|Barked: Fri Oct 14, '05 5:24pm PST |
|If your dog doesn't have a solid color coat, it won't even look the same! Spots and stripes and brindle colors will be in different places because they are determined in part by your environment (ie cell movement during blastulation stage).
And clonig rare breeds won't necessarily help. One problem you might run into is that certain animals for whatever reason are going to be easier to clone than others. So say you have a rare breed made up of a population as follows (for those of you who know lots of genetics, I'm using a mitochondrial DNA model so we can consider everything as haploid since mitochondria are passed down only through the mom):
Initial population: A A A A A B B C D E
In this population type A makes up half of the population. Lets just pretend that type A has some sort of beneficial gene... let's pretend it has the gene for resistance to canine flu or something but that the population hasn't actually been exposed to the flu yet. Types B C and E don't have this resistance, but are still present in the population.
Say that by chance it is easier to clone the B and E dogs but you do get clones of all of them. If you clone those dogs a few times and re-introduce them to the initial population (we'll pretend there were no new offspring other than the clones during this time) you'd have:
A A A A A A B B B B B C C D D E E E E E
See how the population has changed? Now instead of it being 50% As it is now only 30% As. You can imagine that if this population were to breed that there would be lots fewer As than the first population. And instead of 20% Bs and 10% Es in the first population it's now 25% Bs and 25% Es.

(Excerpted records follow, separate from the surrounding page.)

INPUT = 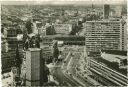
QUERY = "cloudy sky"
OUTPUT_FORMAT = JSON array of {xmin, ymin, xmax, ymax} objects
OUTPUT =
[{"xmin": 1, "ymin": 0, "xmax": 126, "ymax": 5}]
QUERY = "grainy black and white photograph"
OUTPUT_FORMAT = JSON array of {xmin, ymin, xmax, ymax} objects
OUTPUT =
[{"xmin": 1, "ymin": 0, "xmax": 128, "ymax": 87}]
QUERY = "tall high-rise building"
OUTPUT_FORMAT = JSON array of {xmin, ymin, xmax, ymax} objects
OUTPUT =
[
  {"xmin": 26, "ymin": 48, "xmax": 43, "ymax": 86},
  {"xmin": 103, "ymin": 4, "xmax": 110, "ymax": 19},
  {"xmin": 84, "ymin": 20, "xmax": 127, "ymax": 51}
]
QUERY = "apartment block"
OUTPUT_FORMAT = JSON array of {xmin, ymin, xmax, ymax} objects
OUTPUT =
[
  {"xmin": 26, "ymin": 48, "xmax": 43, "ymax": 86},
  {"xmin": 54, "ymin": 24, "xmax": 72, "ymax": 34},
  {"xmin": 83, "ymin": 20, "xmax": 127, "ymax": 51}
]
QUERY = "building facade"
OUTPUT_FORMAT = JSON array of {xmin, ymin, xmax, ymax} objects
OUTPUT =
[
  {"xmin": 84, "ymin": 20, "xmax": 127, "ymax": 51},
  {"xmin": 54, "ymin": 24, "xmax": 72, "ymax": 34},
  {"xmin": 103, "ymin": 4, "xmax": 110, "ymax": 19}
]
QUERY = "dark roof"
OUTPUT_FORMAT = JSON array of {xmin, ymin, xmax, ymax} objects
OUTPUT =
[{"xmin": 101, "ymin": 50, "xmax": 127, "ymax": 56}]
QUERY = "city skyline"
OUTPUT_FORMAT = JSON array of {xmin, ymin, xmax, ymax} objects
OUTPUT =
[{"xmin": 1, "ymin": 0, "xmax": 127, "ymax": 5}]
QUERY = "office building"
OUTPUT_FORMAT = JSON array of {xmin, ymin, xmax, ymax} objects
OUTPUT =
[
  {"xmin": 84, "ymin": 20, "xmax": 127, "ymax": 52},
  {"xmin": 54, "ymin": 24, "xmax": 72, "ymax": 35},
  {"xmin": 26, "ymin": 48, "xmax": 43, "ymax": 86},
  {"xmin": 41, "ymin": 45, "xmax": 53, "ymax": 61},
  {"xmin": 103, "ymin": 4, "xmax": 110, "ymax": 19}
]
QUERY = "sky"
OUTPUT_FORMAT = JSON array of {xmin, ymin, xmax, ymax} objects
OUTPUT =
[{"xmin": 1, "ymin": 0, "xmax": 126, "ymax": 5}]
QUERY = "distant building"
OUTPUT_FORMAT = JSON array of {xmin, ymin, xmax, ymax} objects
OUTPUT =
[
  {"xmin": 84, "ymin": 20, "xmax": 127, "ymax": 51},
  {"xmin": 103, "ymin": 4, "xmax": 110, "ymax": 19},
  {"xmin": 101, "ymin": 50, "xmax": 127, "ymax": 69},
  {"xmin": 26, "ymin": 48, "xmax": 44, "ymax": 86},
  {"xmin": 41, "ymin": 45, "xmax": 53, "ymax": 61},
  {"xmin": 54, "ymin": 24, "xmax": 72, "ymax": 34}
]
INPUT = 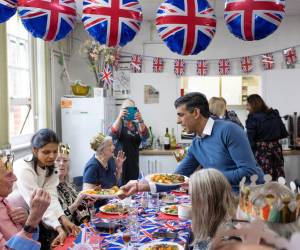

Then say that the canine flu comes around to this population... more of the animals will be wiped out because they won't have the A allele. Thereby rendering null all your attempts to help by cloning.
This same type of problem occurs in nature when populations get small enough you get genetic drift. Or if a small group of individuals establish a new population it is called a founder event. It can be called Inbreeding Depression, too.
So the best way to help out rare dog breeds would be to protect them and try to help them all out to breed better. Like get more breeders interested and stuff, make sure they're getting awesome vet care and food and everything. If need be, look to the history of the breed and bring in some new genetic diversity by breeding with some of the ancestors of the breed (like bringing in Texas Panthers to help Florida Panthers with the reproductive problems, crooked tails and cowlicks). After all, it stays in the spirit of the breed to go back and introduce ancestor genes as they probably had some of them in the beginning after all. However, then you have the problem of then they can't be registered and all like the Florida Panther problem (since they have some Texas panther blood they can't be considered as separate management units so there is less funding for conserving them), but you know what, you're gonna have problems no matter what.
And since you'll have problems no matter what, there are much cheaper and more efficient ways to try to save rare breeds and species than cloning individuals.
I'll get off the chalkboard now, sorry! Can you tell I'm a conservation geneticist/molecular ecologist?